When is the last time that a problem has been solved through rage and revenge?
The last time you had an argument/fight in your marriage…did rage solve it?
The last time an individual expressed rage against a political policy or figure, did the issue resolve?
The last time someone cut you off in traffic and you reacted in rage…did it make the other person or you a better driver?
The Proverbs say this, (Proverbs 29:11) Fools give full vent to their rage, but the wise bring calm in the end.
Here’s a story I mentioned in the message yesterday of Bud Welch (his daughter was killed in the Alfred Murrah Federal Building Bombing in Oklahoma City in 1995. She was 23, not 3 as I mentioned in the sermon …sorry for the mistake!)
Bud Welch fought his rage and desire for retribution when his daughter Julie was killed along with 167 other people in the 1995 Oklahoma City bombing. Welch had opposed the death penalty before his daughter was killed, but he reversed his stance as he tried to cope with his loss in the weeks following the bombing.
“People used to tell me, particularly when Julie hit her teenage years, that ‘Bud, you’d change your mind [about the death penalty] if your daughter was murdered,’ ” Welch said. “After the bombing, I was so full of revenge and retribution, I didn’t even want a trial for [Oklahoma City bombers] McVeigh and [Terry] Nichols. I thought the federal government and prosecutors were useless and I just wanted them fried.”
Welch, who owned a service station in Oklahoma City at the time, said he was so grief-stricken and had such a hard time dealing with his loss that he would go home and drink to try to get himself to fall asleep. His drinking gradually increased.
One day, about 10 months after Julie’s death, Welch went to the bomb site — which he routinely visited because that was the last place where his daughter was alive — and began to examine himself and search for a way to get past his grief. He found that he was being consumed that the same rage and thirst of revenge that had driven McVeigh and Nichols to blow up the Murrah Federal Building and kill his daughter.
“I finally asked myself three questions: Do I need to have a trial right away? Do I need to have a conviction?

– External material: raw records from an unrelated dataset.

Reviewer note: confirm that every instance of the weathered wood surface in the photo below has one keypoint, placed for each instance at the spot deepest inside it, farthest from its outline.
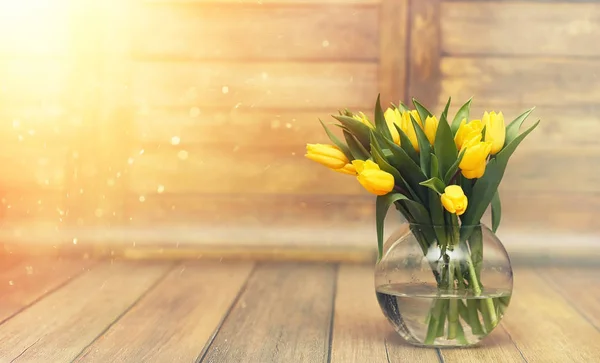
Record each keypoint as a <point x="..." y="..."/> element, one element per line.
<point x="524" y="82"/>
<point x="130" y="312"/>
<point x="30" y="279"/>
<point x="265" y="33"/>
<point x="366" y="337"/>
<point x="283" y="315"/>
<point x="263" y="2"/>
<point x="545" y="326"/>
<point x="176" y="319"/>
<point x="394" y="36"/>
<point x="423" y="53"/>
<point x="329" y="85"/>
<point x="52" y="329"/>
<point x="496" y="28"/>
<point x="234" y="128"/>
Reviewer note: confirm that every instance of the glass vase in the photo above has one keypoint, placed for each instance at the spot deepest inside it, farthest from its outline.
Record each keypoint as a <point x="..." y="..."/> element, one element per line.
<point x="443" y="286"/>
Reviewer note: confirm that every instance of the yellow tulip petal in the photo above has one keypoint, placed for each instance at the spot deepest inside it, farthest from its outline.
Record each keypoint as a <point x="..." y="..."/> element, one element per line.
<point x="447" y="203"/>
<point x="347" y="169"/>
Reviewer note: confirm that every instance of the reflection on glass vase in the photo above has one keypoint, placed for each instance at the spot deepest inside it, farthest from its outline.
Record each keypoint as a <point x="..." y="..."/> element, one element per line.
<point x="443" y="286"/>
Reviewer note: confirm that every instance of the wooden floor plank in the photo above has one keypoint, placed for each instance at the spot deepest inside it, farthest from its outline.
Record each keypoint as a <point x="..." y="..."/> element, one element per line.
<point x="176" y="319"/>
<point x="361" y="333"/>
<point x="580" y="287"/>
<point x="24" y="282"/>
<point x="59" y="327"/>
<point x="545" y="327"/>
<point x="498" y="347"/>
<point x="283" y="315"/>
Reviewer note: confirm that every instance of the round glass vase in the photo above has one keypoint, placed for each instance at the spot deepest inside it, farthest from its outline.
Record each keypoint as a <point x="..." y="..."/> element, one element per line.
<point x="443" y="286"/>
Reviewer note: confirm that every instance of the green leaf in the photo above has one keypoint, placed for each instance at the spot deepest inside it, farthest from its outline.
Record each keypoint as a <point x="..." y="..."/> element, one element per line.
<point x="422" y="111"/>
<point x="496" y="212"/>
<point x="486" y="187"/>
<point x="407" y="145"/>
<point x="444" y="146"/>
<point x="411" y="171"/>
<point x="337" y="142"/>
<point x="435" y="171"/>
<point x="424" y="147"/>
<point x="381" y="159"/>
<point x="358" y="151"/>
<point x="402" y="107"/>
<point x="357" y="128"/>
<point x="463" y="112"/>
<point x="454" y="168"/>
<point x="382" y="205"/>
<point x="434" y="184"/>
<point x="445" y="113"/>
<point x="512" y="129"/>
<point x="435" y="204"/>
<point x="380" y="124"/>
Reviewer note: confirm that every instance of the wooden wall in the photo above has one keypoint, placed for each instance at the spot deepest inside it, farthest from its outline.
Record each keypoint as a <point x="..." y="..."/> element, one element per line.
<point x="184" y="122"/>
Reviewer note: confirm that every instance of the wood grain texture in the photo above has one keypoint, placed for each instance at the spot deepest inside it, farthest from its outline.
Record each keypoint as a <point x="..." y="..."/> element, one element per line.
<point x="26" y="208"/>
<point x="176" y="319"/>
<point x="523" y="82"/>
<point x="288" y="172"/>
<point x="579" y="287"/>
<point x="28" y="82"/>
<point x="236" y="127"/>
<point x="36" y="29"/>
<point x="488" y="28"/>
<point x="263" y="2"/>
<point x="545" y="327"/>
<point x="31" y="278"/>
<point x="335" y="33"/>
<point x="283" y="315"/>
<point x="250" y="210"/>
<point x="272" y="85"/>
<point x="497" y="347"/>
<point x="393" y="45"/>
<point x="424" y="51"/>
<point x="242" y="170"/>
<point x="94" y="301"/>
<point x="36" y="167"/>
<point x="366" y="336"/>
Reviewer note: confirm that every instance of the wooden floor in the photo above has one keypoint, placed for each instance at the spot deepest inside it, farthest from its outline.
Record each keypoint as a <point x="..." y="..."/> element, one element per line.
<point x="56" y="311"/>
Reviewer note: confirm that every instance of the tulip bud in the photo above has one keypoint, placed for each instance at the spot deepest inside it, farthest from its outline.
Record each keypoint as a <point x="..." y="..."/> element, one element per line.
<point x="495" y="130"/>
<point x="454" y="199"/>
<point x="473" y="162"/>
<point x="391" y="117"/>
<point x="431" y="124"/>
<point x="347" y="169"/>
<point x="467" y="131"/>
<point x="373" y="179"/>
<point x="329" y="155"/>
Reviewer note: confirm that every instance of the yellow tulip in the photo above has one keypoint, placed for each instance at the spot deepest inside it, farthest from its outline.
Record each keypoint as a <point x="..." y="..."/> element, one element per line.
<point x="467" y="131"/>
<point x="363" y="118"/>
<point x="373" y="179"/>
<point x="431" y="124"/>
<point x="347" y="169"/>
<point x="475" y="173"/>
<point x="454" y="199"/>
<point x="473" y="162"/>
<point x="329" y="155"/>
<point x="408" y="127"/>
<point x="495" y="130"/>
<point x="391" y="117"/>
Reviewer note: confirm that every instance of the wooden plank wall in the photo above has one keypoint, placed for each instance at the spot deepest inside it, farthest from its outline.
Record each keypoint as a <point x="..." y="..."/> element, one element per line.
<point x="191" y="123"/>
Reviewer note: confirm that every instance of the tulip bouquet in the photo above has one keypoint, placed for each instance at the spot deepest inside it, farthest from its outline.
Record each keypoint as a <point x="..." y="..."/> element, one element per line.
<point x="441" y="175"/>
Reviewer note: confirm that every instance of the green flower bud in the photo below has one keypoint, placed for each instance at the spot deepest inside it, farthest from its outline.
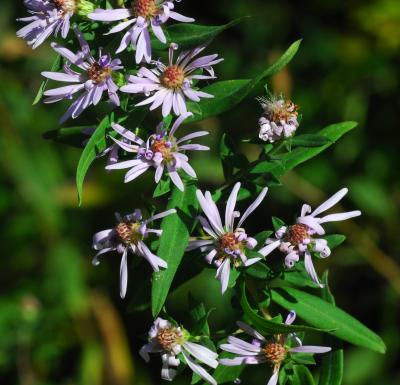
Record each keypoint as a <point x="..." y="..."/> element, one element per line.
<point x="84" y="7"/>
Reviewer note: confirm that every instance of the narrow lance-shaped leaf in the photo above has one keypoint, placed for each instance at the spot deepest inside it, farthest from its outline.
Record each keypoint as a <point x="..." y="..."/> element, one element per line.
<point x="309" y="140"/>
<point x="288" y="161"/>
<point x="265" y="326"/>
<point x="331" y="372"/>
<point x="95" y="145"/>
<point x="173" y="242"/>
<point x="190" y="35"/>
<point x="55" y="67"/>
<point x="302" y="376"/>
<point x="226" y="374"/>
<point x="73" y="136"/>
<point x="300" y="155"/>
<point x="321" y="314"/>
<point x="229" y="93"/>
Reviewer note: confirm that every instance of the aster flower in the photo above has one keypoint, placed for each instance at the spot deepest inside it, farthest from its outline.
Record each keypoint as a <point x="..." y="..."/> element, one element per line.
<point x="171" y="85"/>
<point x="162" y="151"/>
<point x="171" y="341"/>
<point x="129" y="235"/>
<point x="93" y="77"/>
<point x="139" y="17"/>
<point x="227" y="245"/>
<point x="279" y="119"/>
<point x="302" y="238"/>
<point x="50" y="17"/>
<point x="273" y="351"/>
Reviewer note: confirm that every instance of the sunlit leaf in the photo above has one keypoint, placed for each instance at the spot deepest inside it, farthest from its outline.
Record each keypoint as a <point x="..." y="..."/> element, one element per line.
<point x="173" y="242"/>
<point x="321" y="314"/>
<point x="190" y="35"/>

Do I need to have McVeigh and Nichols executed?” Welch said. “I came to the conclusion that none of those things needed to be part of the healing process I had to go through to get past this and stop the alcohol abuse and stop smoking three packs of cigarettes a day.
“It was hate and retribution that drove McVeigh and Nichols. They were getting revenge for what happened in Waco, Texas, exactly two years earlier on April 19, 1993″ — when U.S. government agents began storming the Branch Davidian compound, and the sect’s stronghold went up in flames.

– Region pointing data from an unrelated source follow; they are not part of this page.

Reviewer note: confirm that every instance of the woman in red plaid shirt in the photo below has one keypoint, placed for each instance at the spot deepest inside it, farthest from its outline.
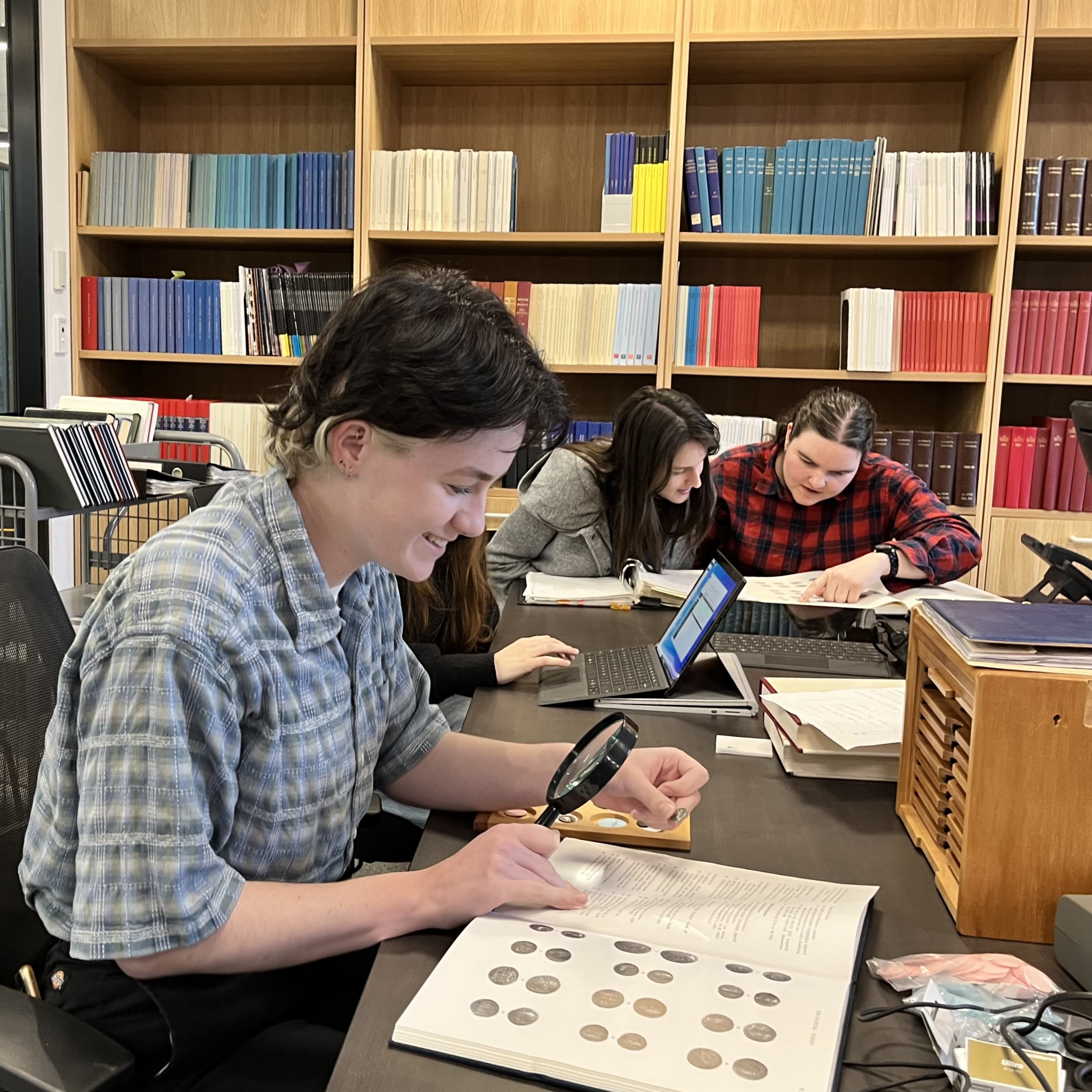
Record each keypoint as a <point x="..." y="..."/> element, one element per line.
<point x="817" y="498"/>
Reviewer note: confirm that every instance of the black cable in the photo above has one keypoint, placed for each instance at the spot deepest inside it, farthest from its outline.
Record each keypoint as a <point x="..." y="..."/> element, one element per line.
<point x="937" y="1070"/>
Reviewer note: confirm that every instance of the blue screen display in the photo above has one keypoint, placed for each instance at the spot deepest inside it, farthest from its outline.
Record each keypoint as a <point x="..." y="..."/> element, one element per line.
<point x="696" y="618"/>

“It was out of rage and retribution that Julie and so many fine people are dead today,” Welch said. “After I began to realize what drove McVeigh and Nichols, I realized that I didn’t want to let my rage and revenge get out of control like it did with them.”
Bud Welch was able to release his rage and bring calm through wisdom given to him. It is just one practical example of why the Lord encourages us as we follow him to release our rage. The Apostle Paul writes, Ephesians 4:31-32, Get rid of all bitterness, rage and anger, brawling and slander, along with every form of malice. Be kind and compassionate to one another, forgiving each other, just as in Christ God forgave you.
Again our example and forgiveness is in Christ. He released his rage against us and the world and chose instead to love and forgive.
Challenging? Absolutely! Yet our soul is blessed with calm, forgiveness and peace when the Spirit enables us to release our rage.
Apply: Is there a situation past or present that still causes rage in your heart? What might happen as the Spirit releases you from that rage and replaces it with compassion and forgiveness?
Prayer: Lord forgive me when my heart is filled with rage. Replace my rage with your compassion, love and forgiveness. AMEN.